Brian Jacques, 51, said he liked the idea of not using fossil fuels and wanted to reduce energy costs, which the brothers expect to continue to rise.


The brothers live next to each other, east of Smithsburg and west of South Mountain. Each had a 50-foot-high tower installed on their land, with a Skystream 3.7 wind turbine atop it.

Dan DiVito, the county's zoning administrator and director of permits and inspections, said there's been a lot of interest in wind turbines. As part of a recently approved temporary residential stimulus package in the county, the permit fee for alternative energy sources such as wind turbines is being waived, DiVito said.

The Jacqueses applied for wind turbines while the county was in the middle of changing its ordinance regarding wind turbines for electrical generation, DiVito said.
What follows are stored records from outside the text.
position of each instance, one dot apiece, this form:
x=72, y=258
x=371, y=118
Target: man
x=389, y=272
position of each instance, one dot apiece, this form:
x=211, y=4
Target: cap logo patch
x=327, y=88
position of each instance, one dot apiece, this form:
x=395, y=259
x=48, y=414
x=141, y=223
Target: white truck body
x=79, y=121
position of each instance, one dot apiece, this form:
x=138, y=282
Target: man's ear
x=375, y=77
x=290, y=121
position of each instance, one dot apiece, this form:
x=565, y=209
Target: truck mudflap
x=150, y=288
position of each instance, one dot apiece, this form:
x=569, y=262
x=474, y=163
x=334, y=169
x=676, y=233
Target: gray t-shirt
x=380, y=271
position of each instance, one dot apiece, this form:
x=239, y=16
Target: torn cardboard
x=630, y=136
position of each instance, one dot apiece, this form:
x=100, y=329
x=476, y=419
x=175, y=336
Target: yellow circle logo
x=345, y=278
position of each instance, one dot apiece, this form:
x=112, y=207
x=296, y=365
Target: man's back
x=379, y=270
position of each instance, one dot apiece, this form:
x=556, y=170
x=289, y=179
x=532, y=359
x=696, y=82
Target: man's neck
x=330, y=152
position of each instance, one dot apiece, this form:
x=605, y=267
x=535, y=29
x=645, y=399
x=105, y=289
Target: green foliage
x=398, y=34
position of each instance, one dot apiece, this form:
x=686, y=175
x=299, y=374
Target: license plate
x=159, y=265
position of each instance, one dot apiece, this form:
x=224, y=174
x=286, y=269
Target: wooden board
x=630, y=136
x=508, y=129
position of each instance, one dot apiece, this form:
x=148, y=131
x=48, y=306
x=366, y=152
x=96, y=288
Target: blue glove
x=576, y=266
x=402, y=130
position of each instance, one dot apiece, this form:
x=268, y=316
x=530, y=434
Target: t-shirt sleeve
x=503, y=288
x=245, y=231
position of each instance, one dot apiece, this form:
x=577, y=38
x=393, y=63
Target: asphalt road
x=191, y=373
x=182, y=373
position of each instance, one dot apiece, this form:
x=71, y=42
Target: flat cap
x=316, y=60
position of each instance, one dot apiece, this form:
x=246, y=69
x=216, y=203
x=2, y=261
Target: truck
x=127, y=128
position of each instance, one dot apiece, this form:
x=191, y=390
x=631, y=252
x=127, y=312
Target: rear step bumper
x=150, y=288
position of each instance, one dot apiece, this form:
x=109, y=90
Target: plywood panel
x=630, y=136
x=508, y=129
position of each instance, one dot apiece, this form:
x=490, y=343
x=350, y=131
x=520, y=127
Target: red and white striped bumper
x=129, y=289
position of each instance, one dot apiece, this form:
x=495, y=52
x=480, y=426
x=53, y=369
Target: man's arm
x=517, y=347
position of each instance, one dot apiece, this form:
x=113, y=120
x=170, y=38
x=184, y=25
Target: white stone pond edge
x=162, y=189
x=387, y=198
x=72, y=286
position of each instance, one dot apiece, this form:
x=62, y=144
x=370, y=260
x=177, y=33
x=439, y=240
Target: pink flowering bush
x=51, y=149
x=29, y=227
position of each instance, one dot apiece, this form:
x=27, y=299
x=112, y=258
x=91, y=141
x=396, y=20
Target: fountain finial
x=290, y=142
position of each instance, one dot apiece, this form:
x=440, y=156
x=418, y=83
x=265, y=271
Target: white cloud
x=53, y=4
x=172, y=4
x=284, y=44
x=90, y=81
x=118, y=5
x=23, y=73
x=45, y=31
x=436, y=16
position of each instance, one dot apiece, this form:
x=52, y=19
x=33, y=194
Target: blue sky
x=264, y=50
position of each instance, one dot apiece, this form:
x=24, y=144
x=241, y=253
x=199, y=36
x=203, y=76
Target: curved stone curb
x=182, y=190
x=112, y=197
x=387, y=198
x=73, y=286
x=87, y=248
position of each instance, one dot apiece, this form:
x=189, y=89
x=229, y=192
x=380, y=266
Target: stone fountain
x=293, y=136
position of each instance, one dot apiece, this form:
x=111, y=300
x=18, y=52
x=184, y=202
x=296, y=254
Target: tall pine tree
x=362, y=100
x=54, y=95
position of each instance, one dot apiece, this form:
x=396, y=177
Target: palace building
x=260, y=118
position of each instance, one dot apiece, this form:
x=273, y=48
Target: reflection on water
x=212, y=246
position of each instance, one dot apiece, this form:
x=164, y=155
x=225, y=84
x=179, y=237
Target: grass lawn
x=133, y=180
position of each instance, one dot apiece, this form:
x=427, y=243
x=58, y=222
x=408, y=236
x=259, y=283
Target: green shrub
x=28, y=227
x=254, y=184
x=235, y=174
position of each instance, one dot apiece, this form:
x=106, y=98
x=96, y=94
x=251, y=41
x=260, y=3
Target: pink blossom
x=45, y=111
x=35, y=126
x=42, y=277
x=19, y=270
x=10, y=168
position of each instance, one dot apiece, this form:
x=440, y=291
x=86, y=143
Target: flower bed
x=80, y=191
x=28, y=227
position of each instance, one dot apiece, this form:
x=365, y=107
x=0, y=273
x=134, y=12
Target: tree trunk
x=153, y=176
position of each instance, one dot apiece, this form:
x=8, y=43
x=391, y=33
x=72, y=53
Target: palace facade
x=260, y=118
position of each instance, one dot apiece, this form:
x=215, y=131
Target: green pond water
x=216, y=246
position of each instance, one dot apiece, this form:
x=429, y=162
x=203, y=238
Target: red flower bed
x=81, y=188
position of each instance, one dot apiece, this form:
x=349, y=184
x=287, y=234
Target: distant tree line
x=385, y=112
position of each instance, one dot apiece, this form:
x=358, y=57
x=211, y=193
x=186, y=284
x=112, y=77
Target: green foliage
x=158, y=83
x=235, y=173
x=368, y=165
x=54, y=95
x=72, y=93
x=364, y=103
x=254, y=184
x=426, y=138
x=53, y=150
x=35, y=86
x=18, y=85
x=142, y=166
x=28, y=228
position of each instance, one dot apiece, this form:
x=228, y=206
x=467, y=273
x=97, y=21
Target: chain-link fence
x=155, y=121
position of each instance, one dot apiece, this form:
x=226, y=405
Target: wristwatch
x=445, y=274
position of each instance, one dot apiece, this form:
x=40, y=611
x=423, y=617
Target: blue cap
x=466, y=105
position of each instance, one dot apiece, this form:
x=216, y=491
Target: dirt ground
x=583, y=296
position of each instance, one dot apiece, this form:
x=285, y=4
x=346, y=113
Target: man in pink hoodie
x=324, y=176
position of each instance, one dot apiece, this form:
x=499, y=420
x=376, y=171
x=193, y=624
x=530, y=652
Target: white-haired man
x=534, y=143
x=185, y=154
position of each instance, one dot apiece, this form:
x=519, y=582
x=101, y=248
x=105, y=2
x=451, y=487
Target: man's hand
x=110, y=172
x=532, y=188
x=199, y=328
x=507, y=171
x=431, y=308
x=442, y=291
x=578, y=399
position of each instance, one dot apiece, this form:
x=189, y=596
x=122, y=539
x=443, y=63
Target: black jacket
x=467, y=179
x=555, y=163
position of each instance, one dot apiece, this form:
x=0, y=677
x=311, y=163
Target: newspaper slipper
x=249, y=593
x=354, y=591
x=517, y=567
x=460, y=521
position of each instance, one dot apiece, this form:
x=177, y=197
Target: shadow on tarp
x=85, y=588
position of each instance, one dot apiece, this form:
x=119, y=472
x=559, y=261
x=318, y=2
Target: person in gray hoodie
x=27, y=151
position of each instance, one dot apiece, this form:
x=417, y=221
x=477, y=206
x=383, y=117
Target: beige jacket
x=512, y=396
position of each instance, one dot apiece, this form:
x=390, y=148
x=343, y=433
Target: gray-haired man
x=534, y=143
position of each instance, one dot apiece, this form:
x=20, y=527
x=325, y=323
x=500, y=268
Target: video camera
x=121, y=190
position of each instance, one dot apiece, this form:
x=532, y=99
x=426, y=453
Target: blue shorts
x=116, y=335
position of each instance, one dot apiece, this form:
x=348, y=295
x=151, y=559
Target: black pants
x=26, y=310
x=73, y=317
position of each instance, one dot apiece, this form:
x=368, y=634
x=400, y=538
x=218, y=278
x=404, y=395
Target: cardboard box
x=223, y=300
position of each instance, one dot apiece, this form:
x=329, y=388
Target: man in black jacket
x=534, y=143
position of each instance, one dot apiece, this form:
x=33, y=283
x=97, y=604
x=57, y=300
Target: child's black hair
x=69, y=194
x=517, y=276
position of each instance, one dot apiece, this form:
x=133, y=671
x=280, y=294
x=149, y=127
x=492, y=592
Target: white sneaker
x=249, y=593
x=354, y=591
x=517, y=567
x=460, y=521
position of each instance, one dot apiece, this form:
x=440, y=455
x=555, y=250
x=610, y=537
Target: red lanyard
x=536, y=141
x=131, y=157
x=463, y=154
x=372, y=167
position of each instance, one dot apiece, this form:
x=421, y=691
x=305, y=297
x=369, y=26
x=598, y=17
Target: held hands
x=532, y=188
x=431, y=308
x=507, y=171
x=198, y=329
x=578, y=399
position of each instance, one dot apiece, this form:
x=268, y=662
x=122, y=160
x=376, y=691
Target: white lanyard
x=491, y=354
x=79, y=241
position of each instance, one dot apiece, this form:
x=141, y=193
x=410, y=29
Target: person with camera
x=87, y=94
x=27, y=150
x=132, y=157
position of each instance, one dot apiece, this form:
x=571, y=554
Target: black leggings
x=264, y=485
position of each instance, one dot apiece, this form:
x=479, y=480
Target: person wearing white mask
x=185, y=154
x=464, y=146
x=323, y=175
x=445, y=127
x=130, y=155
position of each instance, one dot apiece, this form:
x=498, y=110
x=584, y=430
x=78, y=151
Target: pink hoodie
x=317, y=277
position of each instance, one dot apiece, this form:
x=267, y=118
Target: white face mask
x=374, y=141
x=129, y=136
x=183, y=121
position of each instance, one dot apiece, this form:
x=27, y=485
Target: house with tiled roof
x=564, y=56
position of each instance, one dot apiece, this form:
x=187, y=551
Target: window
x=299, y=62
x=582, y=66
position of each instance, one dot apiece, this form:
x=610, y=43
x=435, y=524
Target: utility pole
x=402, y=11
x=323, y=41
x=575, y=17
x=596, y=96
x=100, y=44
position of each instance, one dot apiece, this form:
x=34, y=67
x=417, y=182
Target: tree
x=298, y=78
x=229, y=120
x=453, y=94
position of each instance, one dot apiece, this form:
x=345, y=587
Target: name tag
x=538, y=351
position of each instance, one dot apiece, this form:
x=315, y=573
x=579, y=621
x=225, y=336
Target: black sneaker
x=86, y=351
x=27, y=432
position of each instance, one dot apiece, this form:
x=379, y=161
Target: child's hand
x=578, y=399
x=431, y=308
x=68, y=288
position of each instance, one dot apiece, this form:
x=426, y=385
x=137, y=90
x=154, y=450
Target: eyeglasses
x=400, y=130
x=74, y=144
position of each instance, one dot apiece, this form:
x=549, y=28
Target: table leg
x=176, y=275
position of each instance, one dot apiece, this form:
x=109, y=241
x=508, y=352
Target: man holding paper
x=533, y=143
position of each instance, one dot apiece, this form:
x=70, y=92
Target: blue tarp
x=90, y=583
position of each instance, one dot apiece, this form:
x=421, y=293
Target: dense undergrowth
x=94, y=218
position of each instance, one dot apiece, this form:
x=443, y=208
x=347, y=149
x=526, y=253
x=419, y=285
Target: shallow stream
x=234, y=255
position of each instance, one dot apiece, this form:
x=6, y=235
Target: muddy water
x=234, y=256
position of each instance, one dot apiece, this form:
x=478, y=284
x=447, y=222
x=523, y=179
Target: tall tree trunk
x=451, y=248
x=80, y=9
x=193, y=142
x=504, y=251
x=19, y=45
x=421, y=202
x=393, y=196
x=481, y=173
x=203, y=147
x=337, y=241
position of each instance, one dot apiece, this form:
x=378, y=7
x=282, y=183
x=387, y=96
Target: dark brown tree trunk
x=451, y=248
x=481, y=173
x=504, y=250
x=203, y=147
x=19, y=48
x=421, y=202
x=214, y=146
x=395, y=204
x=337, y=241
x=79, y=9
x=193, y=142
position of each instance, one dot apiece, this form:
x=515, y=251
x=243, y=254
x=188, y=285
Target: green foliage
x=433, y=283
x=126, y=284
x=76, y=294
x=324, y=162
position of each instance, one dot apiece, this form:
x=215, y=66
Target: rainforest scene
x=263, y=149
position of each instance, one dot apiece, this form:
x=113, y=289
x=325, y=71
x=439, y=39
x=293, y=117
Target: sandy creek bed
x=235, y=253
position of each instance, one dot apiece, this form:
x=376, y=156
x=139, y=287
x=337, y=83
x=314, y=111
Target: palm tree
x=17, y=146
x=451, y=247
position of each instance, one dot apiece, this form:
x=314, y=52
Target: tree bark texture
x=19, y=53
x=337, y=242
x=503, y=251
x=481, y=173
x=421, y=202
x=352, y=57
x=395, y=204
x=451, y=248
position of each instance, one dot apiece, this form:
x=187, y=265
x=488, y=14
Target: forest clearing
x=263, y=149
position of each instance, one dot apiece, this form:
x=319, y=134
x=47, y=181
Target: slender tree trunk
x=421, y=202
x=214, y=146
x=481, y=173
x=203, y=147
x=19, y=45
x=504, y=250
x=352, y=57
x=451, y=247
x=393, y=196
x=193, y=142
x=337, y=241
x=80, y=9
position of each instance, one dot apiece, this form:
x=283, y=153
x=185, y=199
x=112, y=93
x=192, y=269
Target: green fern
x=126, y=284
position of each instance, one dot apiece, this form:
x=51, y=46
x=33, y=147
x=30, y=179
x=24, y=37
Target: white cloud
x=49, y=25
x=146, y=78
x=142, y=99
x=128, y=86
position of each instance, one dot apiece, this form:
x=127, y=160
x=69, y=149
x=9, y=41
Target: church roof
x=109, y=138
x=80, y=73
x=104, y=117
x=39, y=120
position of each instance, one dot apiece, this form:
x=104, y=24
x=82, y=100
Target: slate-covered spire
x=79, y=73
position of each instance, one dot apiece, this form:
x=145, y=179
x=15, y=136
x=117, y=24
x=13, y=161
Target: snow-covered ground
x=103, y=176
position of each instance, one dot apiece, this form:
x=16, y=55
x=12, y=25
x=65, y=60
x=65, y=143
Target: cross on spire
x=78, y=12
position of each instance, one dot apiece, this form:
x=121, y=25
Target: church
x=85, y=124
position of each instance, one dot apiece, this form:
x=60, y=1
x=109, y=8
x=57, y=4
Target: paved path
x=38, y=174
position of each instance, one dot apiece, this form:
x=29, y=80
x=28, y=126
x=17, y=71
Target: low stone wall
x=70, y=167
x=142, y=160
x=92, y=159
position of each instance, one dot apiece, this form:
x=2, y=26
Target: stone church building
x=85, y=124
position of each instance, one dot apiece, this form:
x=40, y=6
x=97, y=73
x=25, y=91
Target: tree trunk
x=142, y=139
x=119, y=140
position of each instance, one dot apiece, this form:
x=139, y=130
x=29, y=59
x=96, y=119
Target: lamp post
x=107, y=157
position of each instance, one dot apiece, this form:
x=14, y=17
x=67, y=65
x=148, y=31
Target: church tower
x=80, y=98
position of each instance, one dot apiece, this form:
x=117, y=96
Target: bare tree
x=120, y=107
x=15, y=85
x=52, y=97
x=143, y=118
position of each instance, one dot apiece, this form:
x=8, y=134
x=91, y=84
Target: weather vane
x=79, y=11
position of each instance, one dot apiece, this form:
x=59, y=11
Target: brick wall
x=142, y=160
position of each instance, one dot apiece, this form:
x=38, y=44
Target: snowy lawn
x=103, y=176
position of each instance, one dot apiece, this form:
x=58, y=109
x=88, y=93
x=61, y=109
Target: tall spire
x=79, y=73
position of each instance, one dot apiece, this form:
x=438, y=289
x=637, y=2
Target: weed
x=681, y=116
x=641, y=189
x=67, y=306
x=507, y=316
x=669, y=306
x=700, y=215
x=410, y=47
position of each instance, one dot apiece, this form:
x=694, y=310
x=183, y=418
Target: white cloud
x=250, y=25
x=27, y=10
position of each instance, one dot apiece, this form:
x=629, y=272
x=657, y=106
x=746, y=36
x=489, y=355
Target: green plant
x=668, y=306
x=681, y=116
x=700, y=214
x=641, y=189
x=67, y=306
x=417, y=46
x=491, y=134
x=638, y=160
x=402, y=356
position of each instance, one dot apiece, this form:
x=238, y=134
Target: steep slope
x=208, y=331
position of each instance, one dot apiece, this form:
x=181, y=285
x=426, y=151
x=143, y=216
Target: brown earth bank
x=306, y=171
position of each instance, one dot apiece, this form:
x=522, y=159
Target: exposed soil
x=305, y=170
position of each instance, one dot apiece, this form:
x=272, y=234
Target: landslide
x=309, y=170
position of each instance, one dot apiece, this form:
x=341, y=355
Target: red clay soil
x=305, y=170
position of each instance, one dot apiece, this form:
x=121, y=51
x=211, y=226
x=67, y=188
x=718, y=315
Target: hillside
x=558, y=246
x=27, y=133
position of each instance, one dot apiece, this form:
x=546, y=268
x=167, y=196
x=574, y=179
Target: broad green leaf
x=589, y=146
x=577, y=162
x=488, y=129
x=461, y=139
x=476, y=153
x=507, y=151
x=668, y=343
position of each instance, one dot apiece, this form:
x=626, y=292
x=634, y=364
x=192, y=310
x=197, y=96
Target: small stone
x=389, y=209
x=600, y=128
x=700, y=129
Until recently, wind turbines were permitted only if they were an accessory to an agricultural operation.

Crunching numbers

The brothers were thinking about putting up wind turbines for a while, but didn't move forward until this year because the expanded federal Recovery Act provides a tax credit for wind turbines. They also are expecting state grants, making the project more affordable, John Jacques said.

The residential energy-efficient property credit allows homeowners to apply, on their 2009 federal income tax return, for a federal tax credit equal to 30 percent of the project cost for a wind turbine or other qualifying alternative energy equipment, according to an Internal Revenue Service press release.

Each of the brothers also obtained approval for a $6,000 Windswept grant through the Maryland Energy Administration, John Jacques said. That grant program was reopened in October after funds became available through the Recovery Act, according to the agency's Web site.

The brothers did some of the work themselves -- digging the conduit trench and installing the conduit, and building the foundation for the turbine's pole. By doing that, buying and installing each turbine cost approximately $16,000 compared to the typical $24,000 price tag, John Jacques said.

Even with the grant and tax credit, Jacques said he doesn't know how long it will take for the wind turbine to pay for itself.

When is it windy enough?

"It's an experiment for us. We may or may not get our money back out of this," John Jacques said.

He's hoping to eliminate his monthly electric bill -- except for mandatory charges -- but has to wait and see how well the turbine generates power.

If a wind turbine produces more power than the customer uses, a credit is applied to future bills, according to Allegheny Energy's Web site.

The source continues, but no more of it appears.